As the "vendor" we are perfectly entitled to respond to market forces..especially when we didnt aggravate that market upwards in the first place. As i posted sometime back the "rental Auction " scenario was a likely outcome..it happened many years back
when another government engaged in similar market interference overseas...in the form of rent price control/ restriction..result... landlords bailed out and were not replaced..upshot restriction eventually reluctantly removed..further. result...remaining landlords did just what mark has done here..some even held full rental auctions.on site.in an attempt to restore their financial postion.
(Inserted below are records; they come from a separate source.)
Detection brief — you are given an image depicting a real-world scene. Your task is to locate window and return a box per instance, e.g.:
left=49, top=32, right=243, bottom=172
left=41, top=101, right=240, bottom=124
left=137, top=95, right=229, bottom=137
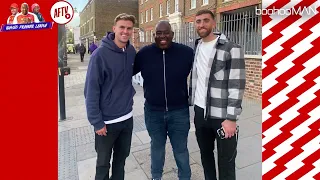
left=139, top=31, right=144, bottom=42
left=159, top=4, right=162, bottom=17
left=140, top=13, right=143, bottom=24
left=146, top=10, right=148, bottom=22
left=188, top=22, right=195, bottom=43
left=167, top=0, right=170, bottom=15
left=191, top=0, right=197, bottom=9
left=146, top=31, right=149, bottom=42
left=174, top=0, right=179, bottom=12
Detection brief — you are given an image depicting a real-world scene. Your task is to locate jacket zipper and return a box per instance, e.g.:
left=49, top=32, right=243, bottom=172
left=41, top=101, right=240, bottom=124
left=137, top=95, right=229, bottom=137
left=162, top=50, right=168, bottom=111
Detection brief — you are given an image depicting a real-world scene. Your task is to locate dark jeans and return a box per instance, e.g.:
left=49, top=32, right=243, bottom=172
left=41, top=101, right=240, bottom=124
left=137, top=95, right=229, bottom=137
left=145, top=105, right=191, bottom=180
left=95, top=118, right=133, bottom=180
left=80, top=53, right=84, bottom=62
left=194, top=106, right=237, bottom=180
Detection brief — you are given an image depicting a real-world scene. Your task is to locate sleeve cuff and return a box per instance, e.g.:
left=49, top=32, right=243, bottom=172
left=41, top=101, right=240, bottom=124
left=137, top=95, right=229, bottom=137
left=93, top=121, right=105, bottom=131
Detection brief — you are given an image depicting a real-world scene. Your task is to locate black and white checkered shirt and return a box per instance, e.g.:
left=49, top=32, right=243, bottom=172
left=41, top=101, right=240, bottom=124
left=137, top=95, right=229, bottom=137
left=189, top=34, right=246, bottom=121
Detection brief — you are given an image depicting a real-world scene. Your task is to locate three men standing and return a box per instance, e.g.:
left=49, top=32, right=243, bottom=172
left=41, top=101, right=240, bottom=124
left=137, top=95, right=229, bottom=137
left=85, top=10, right=245, bottom=180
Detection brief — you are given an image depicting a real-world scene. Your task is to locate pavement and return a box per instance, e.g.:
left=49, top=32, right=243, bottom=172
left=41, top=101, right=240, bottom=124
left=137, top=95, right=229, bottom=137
left=58, top=54, right=262, bottom=180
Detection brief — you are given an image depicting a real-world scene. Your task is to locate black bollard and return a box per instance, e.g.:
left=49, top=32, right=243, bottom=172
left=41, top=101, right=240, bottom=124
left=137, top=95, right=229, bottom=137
left=58, top=25, right=66, bottom=121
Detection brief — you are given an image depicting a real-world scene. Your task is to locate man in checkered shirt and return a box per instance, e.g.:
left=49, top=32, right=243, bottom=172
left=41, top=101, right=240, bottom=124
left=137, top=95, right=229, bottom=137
left=189, top=10, right=246, bottom=180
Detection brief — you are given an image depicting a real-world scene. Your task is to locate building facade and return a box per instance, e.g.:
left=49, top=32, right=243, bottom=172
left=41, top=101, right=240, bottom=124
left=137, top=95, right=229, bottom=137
left=79, top=0, right=139, bottom=49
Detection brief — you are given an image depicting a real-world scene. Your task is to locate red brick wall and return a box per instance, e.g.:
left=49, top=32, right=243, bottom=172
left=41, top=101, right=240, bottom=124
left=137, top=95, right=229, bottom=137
left=244, top=59, right=262, bottom=101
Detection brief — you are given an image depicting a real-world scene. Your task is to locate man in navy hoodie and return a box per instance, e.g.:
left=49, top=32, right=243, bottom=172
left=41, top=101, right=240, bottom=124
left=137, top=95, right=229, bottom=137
left=84, top=14, right=136, bottom=180
left=134, top=21, right=193, bottom=180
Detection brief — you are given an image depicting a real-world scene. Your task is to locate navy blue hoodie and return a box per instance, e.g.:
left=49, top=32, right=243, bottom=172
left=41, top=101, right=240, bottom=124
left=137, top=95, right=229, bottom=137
left=134, top=43, right=194, bottom=111
left=84, top=33, right=136, bottom=130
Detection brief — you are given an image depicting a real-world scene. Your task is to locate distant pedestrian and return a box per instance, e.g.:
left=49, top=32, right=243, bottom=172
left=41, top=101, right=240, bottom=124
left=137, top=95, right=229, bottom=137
left=75, top=44, right=80, bottom=54
left=89, top=42, right=98, bottom=54
left=79, top=43, right=87, bottom=62
left=13, top=3, right=39, bottom=24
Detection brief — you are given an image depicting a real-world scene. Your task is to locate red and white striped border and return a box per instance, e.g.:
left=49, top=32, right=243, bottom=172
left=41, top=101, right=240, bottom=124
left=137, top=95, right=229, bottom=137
left=262, top=0, right=320, bottom=180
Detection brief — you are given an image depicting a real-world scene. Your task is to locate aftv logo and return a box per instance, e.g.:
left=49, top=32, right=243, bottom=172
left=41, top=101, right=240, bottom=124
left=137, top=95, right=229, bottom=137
left=50, top=1, right=74, bottom=24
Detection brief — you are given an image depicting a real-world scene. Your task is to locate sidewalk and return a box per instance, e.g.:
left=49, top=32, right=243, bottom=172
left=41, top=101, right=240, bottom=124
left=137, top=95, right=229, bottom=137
left=58, top=54, right=261, bottom=180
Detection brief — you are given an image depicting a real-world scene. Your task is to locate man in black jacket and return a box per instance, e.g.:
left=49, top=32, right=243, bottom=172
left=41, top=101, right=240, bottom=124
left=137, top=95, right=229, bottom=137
left=134, top=21, right=193, bottom=180
left=79, top=43, right=86, bottom=62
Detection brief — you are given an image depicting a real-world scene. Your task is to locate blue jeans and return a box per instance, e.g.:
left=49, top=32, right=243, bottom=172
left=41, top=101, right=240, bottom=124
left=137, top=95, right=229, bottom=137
left=144, top=105, right=191, bottom=180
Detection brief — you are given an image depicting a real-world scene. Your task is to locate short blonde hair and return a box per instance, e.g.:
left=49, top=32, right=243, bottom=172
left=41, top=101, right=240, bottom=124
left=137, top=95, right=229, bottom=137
left=114, top=13, right=136, bottom=24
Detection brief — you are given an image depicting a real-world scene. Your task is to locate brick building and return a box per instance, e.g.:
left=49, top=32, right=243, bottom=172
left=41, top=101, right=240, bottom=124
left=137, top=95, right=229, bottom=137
left=79, top=0, right=139, bottom=49
left=133, top=0, right=262, bottom=100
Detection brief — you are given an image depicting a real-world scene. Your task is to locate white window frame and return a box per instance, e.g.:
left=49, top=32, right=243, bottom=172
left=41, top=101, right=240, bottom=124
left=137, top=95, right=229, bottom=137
left=140, top=12, right=144, bottom=24
left=139, top=31, right=144, bottom=42
left=190, top=0, right=197, bottom=9
left=188, top=22, right=195, bottom=42
left=174, top=0, right=179, bottom=12
left=146, top=31, right=150, bottom=42
left=145, top=10, right=149, bottom=22
left=159, top=3, right=163, bottom=17
left=167, top=0, right=170, bottom=16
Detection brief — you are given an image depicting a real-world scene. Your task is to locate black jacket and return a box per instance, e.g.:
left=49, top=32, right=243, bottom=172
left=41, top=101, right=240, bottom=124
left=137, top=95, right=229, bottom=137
left=134, top=43, right=194, bottom=111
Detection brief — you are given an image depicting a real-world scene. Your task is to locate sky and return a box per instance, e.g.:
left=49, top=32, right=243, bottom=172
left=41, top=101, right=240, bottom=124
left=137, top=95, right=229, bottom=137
left=67, top=0, right=88, bottom=27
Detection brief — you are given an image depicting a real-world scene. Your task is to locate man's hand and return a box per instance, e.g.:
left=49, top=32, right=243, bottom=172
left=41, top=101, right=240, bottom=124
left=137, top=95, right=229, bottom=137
left=221, top=119, right=237, bottom=138
left=96, top=125, right=107, bottom=136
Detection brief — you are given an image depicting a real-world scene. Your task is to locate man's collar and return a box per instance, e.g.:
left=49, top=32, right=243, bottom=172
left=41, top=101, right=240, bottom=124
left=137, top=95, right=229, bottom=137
left=196, top=32, right=228, bottom=44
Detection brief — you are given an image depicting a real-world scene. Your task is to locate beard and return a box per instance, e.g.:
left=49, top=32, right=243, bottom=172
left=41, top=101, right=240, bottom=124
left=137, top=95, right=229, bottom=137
left=197, top=28, right=212, bottom=38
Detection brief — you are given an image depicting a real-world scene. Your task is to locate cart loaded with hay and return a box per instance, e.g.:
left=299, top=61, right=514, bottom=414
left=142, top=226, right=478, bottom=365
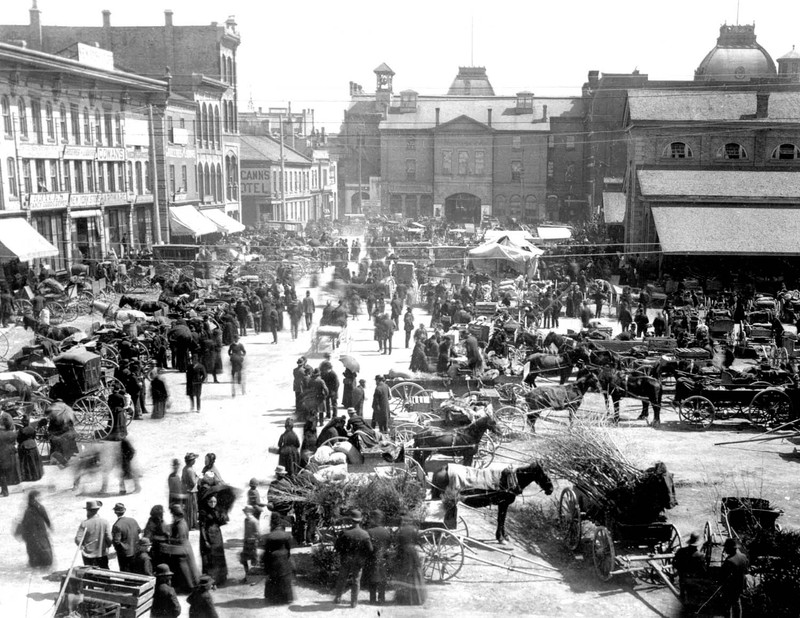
left=541, top=423, right=681, bottom=594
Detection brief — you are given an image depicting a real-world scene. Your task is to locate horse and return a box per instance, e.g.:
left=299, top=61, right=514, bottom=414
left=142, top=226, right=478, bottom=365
left=525, top=347, right=589, bottom=388
left=525, top=369, right=600, bottom=432
left=431, top=462, right=553, bottom=545
left=599, top=368, right=664, bottom=427
left=414, top=416, right=498, bottom=469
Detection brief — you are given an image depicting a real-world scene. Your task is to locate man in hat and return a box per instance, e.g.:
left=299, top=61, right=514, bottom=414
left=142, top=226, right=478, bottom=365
left=150, top=564, right=181, bottom=618
left=372, top=375, right=389, bottom=433
left=111, top=502, right=142, bottom=571
left=333, top=509, right=373, bottom=607
left=75, top=500, right=113, bottom=569
left=350, top=379, right=367, bottom=417
left=672, top=532, right=706, bottom=609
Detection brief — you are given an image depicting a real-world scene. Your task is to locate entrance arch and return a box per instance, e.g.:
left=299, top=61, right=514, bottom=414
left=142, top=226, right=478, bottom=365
left=444, top=193, right=481, bottom=225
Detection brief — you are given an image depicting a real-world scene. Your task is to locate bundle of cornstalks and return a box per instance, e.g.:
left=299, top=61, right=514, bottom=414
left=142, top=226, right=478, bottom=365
left=539, top=422, right=644, bottom=510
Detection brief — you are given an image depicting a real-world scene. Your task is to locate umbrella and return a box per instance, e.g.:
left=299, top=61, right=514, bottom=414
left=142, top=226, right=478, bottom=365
left=339, top=354, right=361, bottom=373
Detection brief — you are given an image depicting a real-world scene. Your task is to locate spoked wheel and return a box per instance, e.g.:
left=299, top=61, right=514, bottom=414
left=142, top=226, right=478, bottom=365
left=678, top=395, right=715, bottom=429
left=419, top=528, right=464, bottom=582
left=389, top=382, right=426, bottom=414
left=747, top=388, right=792, bottom=425
left=558, top=487, right=582, bottom=551
left=72, top=395, right=114, bottom=442
left=592, top=526, right=617, bottom=582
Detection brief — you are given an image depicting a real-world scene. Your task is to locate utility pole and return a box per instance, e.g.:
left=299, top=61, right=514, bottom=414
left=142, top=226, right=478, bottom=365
left=276, top=114, right=287, bottom=221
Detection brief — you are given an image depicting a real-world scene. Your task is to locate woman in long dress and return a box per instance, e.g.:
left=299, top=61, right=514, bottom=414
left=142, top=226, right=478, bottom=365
left=16, top=489, right=53, bottom=568
left=17, top=415, right=44, bottom=482
left=200, top=494, right=228, bottom=586
left=278, top=418, right=300, bottom=477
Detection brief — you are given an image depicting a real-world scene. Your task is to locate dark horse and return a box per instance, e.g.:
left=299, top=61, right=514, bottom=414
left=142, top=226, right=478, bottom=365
left=525, top=347, right=589, bottom=387
left=414, top=416, right=497, bottom=470
left=599, top=368, right=664, bottom=427
left=431, top=462, right=553, bottom=543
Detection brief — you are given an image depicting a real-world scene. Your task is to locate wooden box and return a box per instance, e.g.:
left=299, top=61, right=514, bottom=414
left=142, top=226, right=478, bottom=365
left=81, top=569, right=156, bottom=618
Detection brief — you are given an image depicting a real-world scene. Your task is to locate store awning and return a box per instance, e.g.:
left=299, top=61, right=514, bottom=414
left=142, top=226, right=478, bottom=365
left=603, top=191, right=625, bottom=225
left=0, top=218, right=58, bottom=262
left=652, top=205, right=800, bottom=255
left=169, top=206, right=217, bottom=237
left=201, top=208, right=244, bottom=234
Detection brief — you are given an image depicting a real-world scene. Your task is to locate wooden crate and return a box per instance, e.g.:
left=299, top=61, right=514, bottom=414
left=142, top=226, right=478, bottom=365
left=81, top=569, right=156, bottom=618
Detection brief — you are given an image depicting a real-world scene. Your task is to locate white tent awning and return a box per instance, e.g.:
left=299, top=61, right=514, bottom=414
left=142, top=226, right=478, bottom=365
left=200, top=208, right=244, bottom=234
left=0, top=218, right=58, bottom=262
left=169, top=206, right=217, bottom=238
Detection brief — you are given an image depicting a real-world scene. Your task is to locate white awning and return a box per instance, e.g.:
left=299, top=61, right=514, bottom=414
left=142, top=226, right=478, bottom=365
left=169, top=206, right=217, bottom=237
left=200, top=208, right=244, bottom=234
left=0, top=218, right=58, bottom=262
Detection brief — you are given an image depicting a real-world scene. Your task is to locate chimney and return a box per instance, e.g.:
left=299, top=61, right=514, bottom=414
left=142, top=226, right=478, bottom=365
left=756, top=92, right=769, bottom=118
left=28, top=0, right=42, bottom=49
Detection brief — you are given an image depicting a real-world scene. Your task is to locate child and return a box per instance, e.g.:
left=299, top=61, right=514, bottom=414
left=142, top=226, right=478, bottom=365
left=240, top=504, right=259, bottom=584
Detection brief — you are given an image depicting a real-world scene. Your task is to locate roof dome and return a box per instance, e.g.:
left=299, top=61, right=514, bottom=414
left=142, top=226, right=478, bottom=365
left=694, top=25, right=777, bottom=82
left=447, top=67, right=494, bottom=97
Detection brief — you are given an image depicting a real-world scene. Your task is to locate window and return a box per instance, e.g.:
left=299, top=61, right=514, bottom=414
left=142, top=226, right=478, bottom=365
left=114, top=114, right=122, bottom=146
left=58, top=103, right=69, bottom=143
left=511, top=161, right=522, bottom=182
left=103, top=111, right=114, bottom=146
left=475, top=150, right=486, bottom=174
left=69, top=103, right=81, bottom=144
left=83, top=107, right=92, bottom=146
left=3, top=158, right=19, bottom=198
left=406, top=159, right=417, bottom=180
left=22, top=159, right=33, bottom=194
left=664, top=142, right=693, bottom=159
left=458, top=150, right=469, bottom=176
left=61, top=161, right=72, bottom=193
left=772, top=144, right=800, bottom=161
left=717, top=142, right=747, bottom=161
left=0, top=95, right=14, bottom=137
left=442, top=150, right=453, bottom=174
left=44, top=101, right=56, bottom=141
left=94, top=109, right=103, bottom=144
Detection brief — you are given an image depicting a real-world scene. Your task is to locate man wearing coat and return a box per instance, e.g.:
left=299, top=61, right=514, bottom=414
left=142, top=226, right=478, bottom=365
left=372, top=375, right=389, bottom=433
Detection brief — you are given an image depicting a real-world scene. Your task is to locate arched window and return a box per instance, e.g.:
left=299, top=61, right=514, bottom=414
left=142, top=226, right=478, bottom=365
left=664, top=142, right=693, bottom=159
left=717, top=142, right=747, bottom=161
left=17, top=97, right=28, bottom=137
left=0, top=95, right=14, bottom=137
left=772, top=144, right=800, bottom=161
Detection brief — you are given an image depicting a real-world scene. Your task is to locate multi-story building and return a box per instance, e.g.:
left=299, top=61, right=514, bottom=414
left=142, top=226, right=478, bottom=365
left=339, top=65, right=588, bottom=223
left=0, top=1, right=240, bottom=233
left=0, top=43, right=168, bottom=267
left=240, top=135, right=312, bottom=226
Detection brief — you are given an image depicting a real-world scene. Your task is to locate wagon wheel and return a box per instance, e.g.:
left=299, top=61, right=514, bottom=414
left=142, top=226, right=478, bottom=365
left=389, top=382, right=426, bottom=414
left=494, top=405, right=528, bottom=439
left=678, top=395, right=716, bottom=429
left=472, top=431, right=498, bottom=468
left=592, top=526, right=616, bottom=582
left=418, top=528, right=464, bottom=582
left=558, top=487, right=582, bottom=551
left=747, top=388, right=792, bottom=425
left=72, top=395, right=114, bottom=442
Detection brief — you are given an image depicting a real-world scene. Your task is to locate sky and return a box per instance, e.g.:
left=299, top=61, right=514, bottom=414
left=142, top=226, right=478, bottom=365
left=6, top=0, right=800, bottom=132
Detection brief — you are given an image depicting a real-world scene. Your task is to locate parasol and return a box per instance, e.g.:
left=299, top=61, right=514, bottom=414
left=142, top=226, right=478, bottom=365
left=339, top=354, right=361, bottom=373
We have all been preaching that rents would have to rise...due to Clause 24...lets not get into attacking each other about the various ways thats done and lets remember..this wasnt a sitting tenant situation..where there might be perceived difficulties for a tenant in situ and not wanting to leave.These people went and looked at Marks property knowing what the score was...and each had the opportunity to effectively bid or walk away.Remember too that what a rental is worth...to one person will not be the same to another. If rental auctions are wrong then one could say that so is any auction..including a house purchase.Many of us are now being forced to increase rents..that is what we said would happen..and it is beginning to occur. Now is not the time to be belting each other about for doing it in different ways. Whether you like an auction/highest bidder scenario or not...it does add to the case that rents are rising and clause 24 is far and away the main reason. We aint seen nothing yet...and we didnt start the fire...we are merely trying to survive a tax on a cost that defies all normal accounting and tax protocol. If the local media want to have a go at Mark or any of us for raising rents we should and will stick the facts straight up front.....we are to be taxed on a cost..its plain wrong and we have to develop strategies to survive. This conservative government has taken the axe to private landlords...subsequent effects remain their responsibility as they forced the situation and market...now.. rental" auctioning" will be a feature here as it was overseas. Increasing rent is increasing rent...had to happen... the means of doing so is a secondary factor and its occurence and its existence by any means ...advertises our plight.....and as for our image with the masses...too late ..the government and media had already perpertrated the myth of greedy rich landlords.Now they can see the realities of the shortage THEY manufactured... and will have to confront them. The government drove the rent hikes by its own stupidity making it made them inevitable.We need to stick together and keep putting that message out there to anyone who growls at rent increases and the means of their acheivement.